The End of the Beginning, the Beginning of the End

I recently moved into the suburbs. I was filled with lots of anxiety as we drew closer to the the move date: I had been living in New York for almost 20 years from college through work..  I had a good, convenient situation in my apartment in Brooklyn.  Things were going pretty well.

On the other hand, the apartment was small, the schools are questionable in the city and the end state was always to be some type of house.  My wife and I always wanted to space that comes with a house.  So we made the decision, and bought a house.  It’s pretty much got everything you could ask for: a lot of space, great location for commuting and general walking in the town, small quiet block. Yet, I was filled anxiety and sadness as got closer to the move date.  And even after we moved in.  Did they we make the right decision? Did we move too soon?

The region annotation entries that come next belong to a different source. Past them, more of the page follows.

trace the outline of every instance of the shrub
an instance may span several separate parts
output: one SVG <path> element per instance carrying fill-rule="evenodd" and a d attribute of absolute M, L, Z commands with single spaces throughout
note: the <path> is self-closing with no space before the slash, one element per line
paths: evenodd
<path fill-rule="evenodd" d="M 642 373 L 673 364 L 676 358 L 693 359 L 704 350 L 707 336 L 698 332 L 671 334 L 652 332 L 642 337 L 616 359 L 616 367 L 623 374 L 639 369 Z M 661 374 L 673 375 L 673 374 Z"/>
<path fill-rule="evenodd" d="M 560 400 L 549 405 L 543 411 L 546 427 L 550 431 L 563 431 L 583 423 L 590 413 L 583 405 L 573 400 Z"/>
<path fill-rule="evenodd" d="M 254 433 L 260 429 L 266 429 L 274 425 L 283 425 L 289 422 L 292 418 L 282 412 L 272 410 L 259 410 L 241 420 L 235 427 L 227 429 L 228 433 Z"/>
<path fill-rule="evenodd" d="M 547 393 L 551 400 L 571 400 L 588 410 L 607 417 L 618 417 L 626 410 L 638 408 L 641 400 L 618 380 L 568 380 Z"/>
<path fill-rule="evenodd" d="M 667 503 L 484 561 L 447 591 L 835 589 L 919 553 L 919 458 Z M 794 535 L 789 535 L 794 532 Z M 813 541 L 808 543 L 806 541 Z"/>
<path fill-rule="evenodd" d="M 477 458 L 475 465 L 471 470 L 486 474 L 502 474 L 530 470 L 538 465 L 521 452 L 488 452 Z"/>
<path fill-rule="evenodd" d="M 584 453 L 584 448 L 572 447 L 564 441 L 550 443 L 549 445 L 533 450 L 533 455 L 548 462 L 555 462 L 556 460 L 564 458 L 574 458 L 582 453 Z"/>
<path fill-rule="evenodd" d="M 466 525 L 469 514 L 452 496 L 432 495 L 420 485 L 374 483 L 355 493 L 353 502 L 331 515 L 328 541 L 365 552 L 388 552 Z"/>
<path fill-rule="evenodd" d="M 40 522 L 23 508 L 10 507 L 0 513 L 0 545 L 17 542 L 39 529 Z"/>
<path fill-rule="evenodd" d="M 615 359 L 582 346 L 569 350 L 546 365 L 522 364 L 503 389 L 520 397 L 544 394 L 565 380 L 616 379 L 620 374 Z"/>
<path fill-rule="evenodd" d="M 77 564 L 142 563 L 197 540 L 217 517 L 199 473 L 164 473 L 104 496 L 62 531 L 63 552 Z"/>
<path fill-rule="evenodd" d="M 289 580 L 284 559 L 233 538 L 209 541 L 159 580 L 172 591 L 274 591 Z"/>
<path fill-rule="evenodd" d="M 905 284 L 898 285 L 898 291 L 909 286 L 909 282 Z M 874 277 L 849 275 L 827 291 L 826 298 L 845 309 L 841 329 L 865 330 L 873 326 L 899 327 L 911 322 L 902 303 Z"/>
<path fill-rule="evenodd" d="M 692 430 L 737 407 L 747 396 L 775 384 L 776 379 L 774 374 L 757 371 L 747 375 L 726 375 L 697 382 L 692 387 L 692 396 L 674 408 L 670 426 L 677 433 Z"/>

The grass is always greener, big life changes are always hard and emotional.  But I wonder if there is something else going on.  It’s not just the change that causes anxiety, but what this move means from a life perspective:  it’s highlighting that perhaps the first part of my life, the individual part, the youthful part, is coming to a close as the second part, the family-raising and middle age towards old age part is now here.  I have passed a certain life milestone and there is perhaps a unconscious notion that I am closer to death than life.

This doesn’t have to be a negative thing.  One can few the overarching arc as having peaked and continuing on a descent. OR one can view the arc as having reached a bottom and starting now on the path up: there’s way more opportunity ahead of me than behind me.  Much more to accomplish; much more to experience with family.  The transition is always hard, but if you’re going to shift to a brighter future, than a transition must be made.   It always comes back to the Dostoevsky quote about a “kernal of wheat” dying to allow for growth and change.  But the death of anything is hard, which comes back to that Jack Bogle quote in my book “Press on Regardless.”  It’s an age-old truth that improvement only come from suffering and pain and fear, not through continuous stream of happy, un-stressful activities.